Menurut dia, garam petani kualitas nomor satu saat ini hanya dihargai Rp 450 per kilogram. Ini jauh di bawah ketentuan harga yang ditetapkan pemerintah yaitu Rp 750 per kilogram. "Meski harganya murah, yang penting jadi uang buat Lebaran," ujar dia.
Sebelumnya, Kepala Dinas Perindustrian dan Perdagangan Pamekasan Bambang Edy Suprapto meminta petani untuk menunda dulu menjual garam ke perusahaan. Langkah ini diyakini bisa menyelamatkan petani dari kerugian. "Saat musim panen garam, harganya anjlok karena stok melimpah," katanya.
Bambang menyarankan para petani agar melepas garamnya pada Januari 2015. Biasanya, kata dia, pada Januari hingga April harga garam mulai membaik. "Jadi garam jangan dijual semua, simpan sebagian," ujar Bambang.
Dia meminta kelompok petani garam bisa memfasilitasi anggotanya untuk menyimpan garam di gudang agar tidak rusak. Sehingga saat harganya di pasaran naik, garam tersebut baru dijual. "Kami akan segera bertemu dengan perusahaan garam untuk mencari solusi soal harga," katanya.
Sekretaris Jenderal Perkumpulan Petani Garam Indonesia Sarli mengatakan seluruh petani garam di Indonesia mendesak presiden terpilih Jokowi untuk merevisi kebijakan tentang pergaraman di Indonesia yang dikelola oleh tiga kementerian sekaligus, yaitu Kementerian Kelautan dan Perikanan, Kementerian Perindustrian, dan Kementerian Perdagangan. "Kami desak Jokowi supaya kebijakan pergaraman ini dikelola melalui satu pintu," kata Sarli saat jumpa pers di satu rumah makan di Surabaya, Jawa Timur, Kamis, 18 September 2014.

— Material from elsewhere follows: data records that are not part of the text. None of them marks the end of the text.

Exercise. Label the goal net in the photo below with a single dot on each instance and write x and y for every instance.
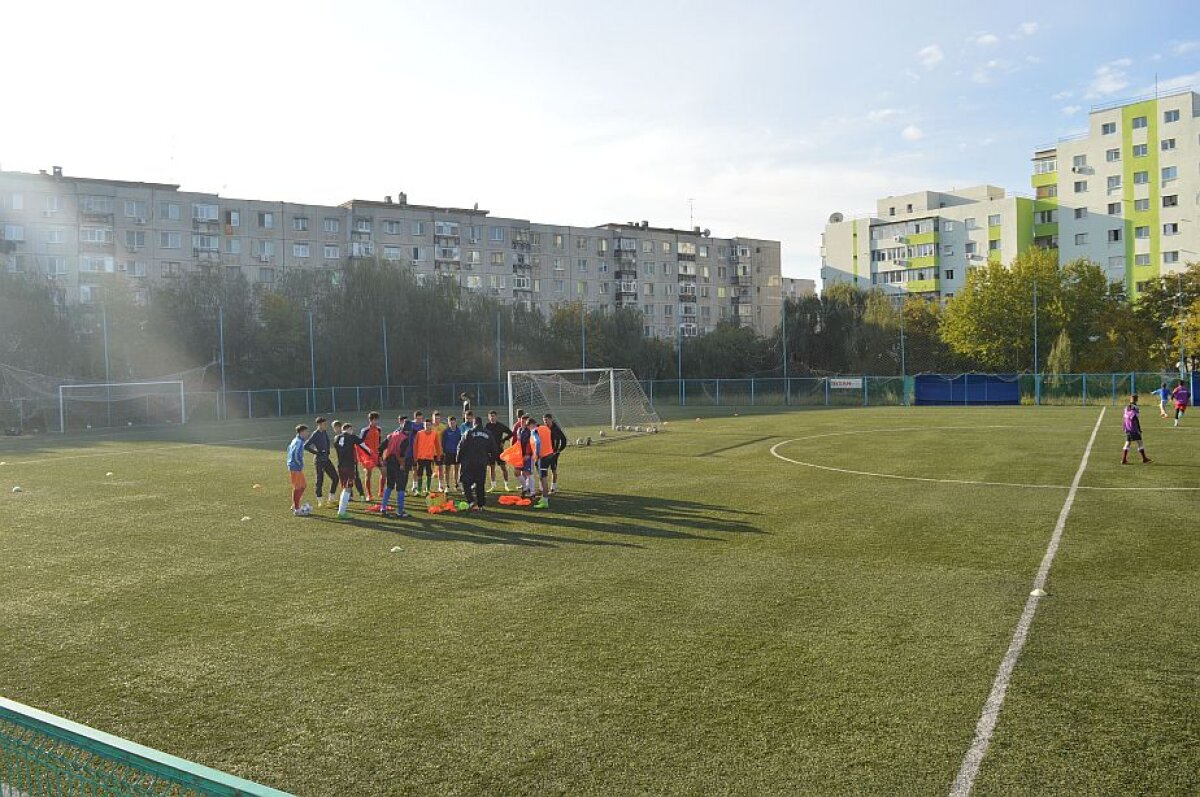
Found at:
(585, 401)
(34, 402)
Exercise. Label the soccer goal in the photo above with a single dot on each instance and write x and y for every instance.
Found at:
(121, 403)
(583, 399)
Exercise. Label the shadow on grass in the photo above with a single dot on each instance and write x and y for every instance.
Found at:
(589, 514)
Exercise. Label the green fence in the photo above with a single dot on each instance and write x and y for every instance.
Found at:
(42, 755)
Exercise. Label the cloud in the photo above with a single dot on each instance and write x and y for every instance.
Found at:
(1109, 78)
(881, 114)
(930, 55)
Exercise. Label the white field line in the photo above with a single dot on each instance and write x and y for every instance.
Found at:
(51, 460)
(774, 450)
(990, 715)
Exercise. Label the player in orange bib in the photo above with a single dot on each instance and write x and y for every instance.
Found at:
(372, 436)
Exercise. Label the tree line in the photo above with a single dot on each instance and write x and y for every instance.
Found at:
(377, 323)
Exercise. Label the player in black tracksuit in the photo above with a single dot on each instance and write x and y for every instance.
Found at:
(475, 451)
(318, 445)
(499, 435)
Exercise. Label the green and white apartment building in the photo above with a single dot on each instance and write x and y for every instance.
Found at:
(1125, 195)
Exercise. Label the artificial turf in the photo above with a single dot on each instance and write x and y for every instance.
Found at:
(693, 615)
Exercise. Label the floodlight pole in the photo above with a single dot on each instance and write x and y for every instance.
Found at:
(1037, 373)
(225, 408)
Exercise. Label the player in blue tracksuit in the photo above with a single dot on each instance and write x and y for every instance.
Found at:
(450, 439)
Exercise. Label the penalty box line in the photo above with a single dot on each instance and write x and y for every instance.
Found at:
(990, 714)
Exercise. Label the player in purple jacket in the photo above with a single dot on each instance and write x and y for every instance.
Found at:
(1133, 431)
(1182, 396)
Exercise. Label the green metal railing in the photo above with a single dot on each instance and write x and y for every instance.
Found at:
(42, 755)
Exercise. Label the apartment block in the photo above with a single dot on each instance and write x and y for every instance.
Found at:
(924, 243)
(90, 235)
(1126, 192)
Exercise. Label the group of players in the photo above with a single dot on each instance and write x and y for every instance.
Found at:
(457, 455)
(1180, 395)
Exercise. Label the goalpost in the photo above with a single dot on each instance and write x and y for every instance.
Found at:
(125, 402)
(583, 397)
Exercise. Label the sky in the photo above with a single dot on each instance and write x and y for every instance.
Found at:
(754, 118)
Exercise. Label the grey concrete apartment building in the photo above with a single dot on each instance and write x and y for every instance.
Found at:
(90, 235)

Desakan itu menyusul pertemuan yang digelar Perkumpulan Petani Garam Indonesia di Pondok Pesantren Annuqayah, Kecamatan Guluk-Guluk, Kabupaten Sumenep, Jawa Timur, pada 15-18 September 2014. Acara tersebut dihadiri oleh sebelas kelompok petani garam dari sebelas sentra produksi garam kabupaten/kota di seluruh Indonesia. Mereka bermusyawarah dan mengadakan pertemuan lokakarya terkait tindak lanjut nasib mereka di masa depan.
Menurut Sarli, kebijakan dari tiga kementerian ini dapat menimbulkan efek negatif yang berakibat pada koordinasi tentang perizinan impor garam dari berbagai negara. Padahal, hasil produksi petani garam di Indonesia tidak terlalu parah dan bisa menyaingi garam impor. "Sehingga kami sepakat menolak garam impor," kata dia.
Indonesia, kata dia, merupakan negeri yang memiliki garis pantai terpanjang keempat di dunia sehingga sangat tidak pantas jika garam impor terus membanjiri pasar dalam negeri dan menyengsarakan petani garam nasional.
Sekretaris Jenderal Koalisi Rakyat Untuk Keadilan Perikanan (KIARA) yang ikut memantau perkembangan pergaraman Indonesia, Abdul Halim, mengatakan garam adalah komoditas strategis bangsa Indonesia. Maka bila pemerintah membuka keran impor dengan mengabaikan partisipasi petambak garam nasional hanya akan berakibat pada bergantungnya bangsa Indonesia kepada bangsa lain.
"Padahal, garam itu sebagai salah satu komoditas pangan yang menjadi tombak hidup dan matinya sebuah bangsa," kata Halim. Abdul Halim menjelaskan data Badan Pusat Statistik pada Agustus 2013 menyebut impor garam berasal dari Australia sebesar 128,7 ribu ton atau US$ 5,73 juta, Selandia Baru 143 ton atau US$ 60,3 juta, Jerman 35 ton atau US$ 26,8 ribu, Denmark 44 ton atau US$ 17 ribu dan negara lainnya dengan total 124 ton atau US$ 26 ribu.
Sedangkan pusat data dan Informasi KIARA pada Agustus 2013 menemukan fakta produksi garam nasional mengalami kenaikan. Dari tahun 2011 sebesar 1,621,594 ton menjadi 2,473,716 ton pada tahun 2012. "Kenaikan ini mestinya harus menutup keran impor," kata dia.
Di saat yang sama, kata Halim, pemerintah perlu meningkatkan kesejahteraan petani dan buruh tambak garam. Tidak hanya semata mengurusi produksi, melainkan teknologi, pengolahan, dan pemasarannya. "Ini yang lebih penting."
Presiden Susilo Bambang Yudhoyono berdialog dengan para petani garam di Desa Karang Anyar, Kecamatan Kalianget, Kabupaten Sumenep, Kamis, 5 Desember 2013. Petani mengeluhkan harga jual garam yang jauh di bawah harga yang telah diatur pemerintah lewat peraturan Dirjen Perdagangan. Dalam peraturan itu ditentukan garam kualitas 1 dihargai Rp 750 per kilogram, sementara kualitas 2 Rp 550 per kilogram. Namun kenyataan di lapangan, garam rakyat hanya dihargai rata-rata Rp 300 per kilogram.
Bupati Sumenep KH Busyro Karim yang hadir dalam acara tersebut mengatakan, SBY langsung memanggil Menteri BUMN Dahlan Iskan dan Menteri Perdagangan Gita Wiryawan. "Pak Presiden bilang, harga garam berkaitan dengan produksi, kalau melimpah harga turun," kata Busro mengutip pernyataan SBY.
Busyro juga mengatakan, Presiden SBY menjanjikan kepada para petani, setibanya di Jakarta, dia akan langsung membahas masalah mereka. Dari lahan penggaraman, rombongan Presiden SBY melanjutkan kunjungan kerja ke Kabupaten Pamekasan untuk memanen dan menanam jagung di Desa Montok, Kecamatan Larangan.